Psychologist: A professional with a doctoral degree in psychology and two years of supervised professional experience who is trained to make diagnoses and provide individual and group therapy.

 

Licensed Clinical Social Worker (LCSW): A counselor with a master’s degree in social work, and is trained to make diagnoses and provide individual and group counseling

 

Licensed Professional Counselor (LPC): A counselor with a master’s degree in psychology, counseling, or closely related field who is trained to diagnose and provide individual and group counseling.

 

Licensed Marital and Family Therapist (LMFT): A professional with a master’s degree, with special education and training in marital and family therapy, and is trained to diagnose and provide individual and group counseling

 

Licensed Chemical Dependency Counselor (LCDC): A counselor with specific clinical training in alcohol and drug abuse and can provide individual and group counseling

 

Pastoral Counselor: A member of clergy with training in clinical pastoral education trained to provide individual and group counseling.

The most important thing is to find a knowledgeable professional that is the best fit for you and your therapeutic needs.

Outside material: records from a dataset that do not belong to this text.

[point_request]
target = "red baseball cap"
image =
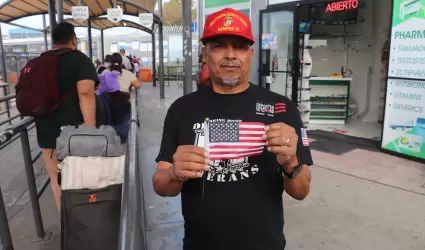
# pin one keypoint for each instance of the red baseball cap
(228, 22)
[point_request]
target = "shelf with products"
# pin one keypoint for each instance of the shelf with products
(329, 100)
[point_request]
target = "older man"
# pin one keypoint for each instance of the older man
(232, 200)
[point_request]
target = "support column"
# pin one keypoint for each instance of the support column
(59, 6)
(89, 40)
(187, 46)
(52, 18)
(200, 19)
(161, 54)
(102, 47)
(45, 34)
(153, 57)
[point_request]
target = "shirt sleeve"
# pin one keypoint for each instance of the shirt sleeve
(169, 142)
(303, 145)
(86, 69)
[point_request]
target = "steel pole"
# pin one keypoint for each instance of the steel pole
(102, 47)
(45, 33)
(200, 18)
(32, 188)
(5, 237)
(187, 46)
(59, 6)
(153, 59)
(89, 40)
(52, 18)
(4, 73)
(161, 54)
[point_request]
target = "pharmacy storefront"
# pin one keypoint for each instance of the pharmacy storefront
(404, 123)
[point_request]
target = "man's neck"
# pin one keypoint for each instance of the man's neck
(58, 46)
(220, 89)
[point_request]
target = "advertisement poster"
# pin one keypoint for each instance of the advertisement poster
(408, 40)
(404, 123)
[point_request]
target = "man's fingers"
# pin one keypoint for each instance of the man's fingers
(193, 149)
(282, 141)
(192, 166)
(191, 157)
(184, 174)
(288, 151)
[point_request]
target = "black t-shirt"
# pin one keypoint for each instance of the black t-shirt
(73, 67)
(238, 203)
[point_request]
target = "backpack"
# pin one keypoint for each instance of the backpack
(37, 91)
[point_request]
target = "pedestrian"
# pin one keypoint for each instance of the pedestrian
(126, 78)
(231, 201)
(125, 60)
(77, 80)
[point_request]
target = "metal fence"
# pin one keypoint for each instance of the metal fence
(132, 234)
(6, 138)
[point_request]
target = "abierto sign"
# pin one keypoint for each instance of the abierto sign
(282, 1)
(342, 5)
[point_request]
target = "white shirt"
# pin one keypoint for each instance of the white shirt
(126, 62)
(125, 80)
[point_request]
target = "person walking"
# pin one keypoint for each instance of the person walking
(77, 81)
(232, 200)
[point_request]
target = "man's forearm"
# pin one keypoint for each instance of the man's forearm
(165, 185)
(88, 108)
(299, 187)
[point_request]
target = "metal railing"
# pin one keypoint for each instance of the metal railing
(6, 138)
(132, 234)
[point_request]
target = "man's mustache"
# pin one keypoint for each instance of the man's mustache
(231, 63)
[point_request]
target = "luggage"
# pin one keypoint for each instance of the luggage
(86, 141)
(91, 202)
(90, 219)
(37, 91)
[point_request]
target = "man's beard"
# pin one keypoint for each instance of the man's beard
(228, 81)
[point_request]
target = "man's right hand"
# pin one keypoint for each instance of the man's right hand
(189, 162)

It is a good idea to call several professionals and ask questions about their education, experience, and approach to counseling before picking the best fit for you.

Ultimately, counseling is an investment in your emotional, mental, and physical health and wellness.

If you decide to seek out counseling, some good resources to find a counselor are by asking your primary care physician, school counselors or counseling centers, Employee Assistance Program (EAP) or Human Resources (HR) department, your insurance provider, or Psychology Today.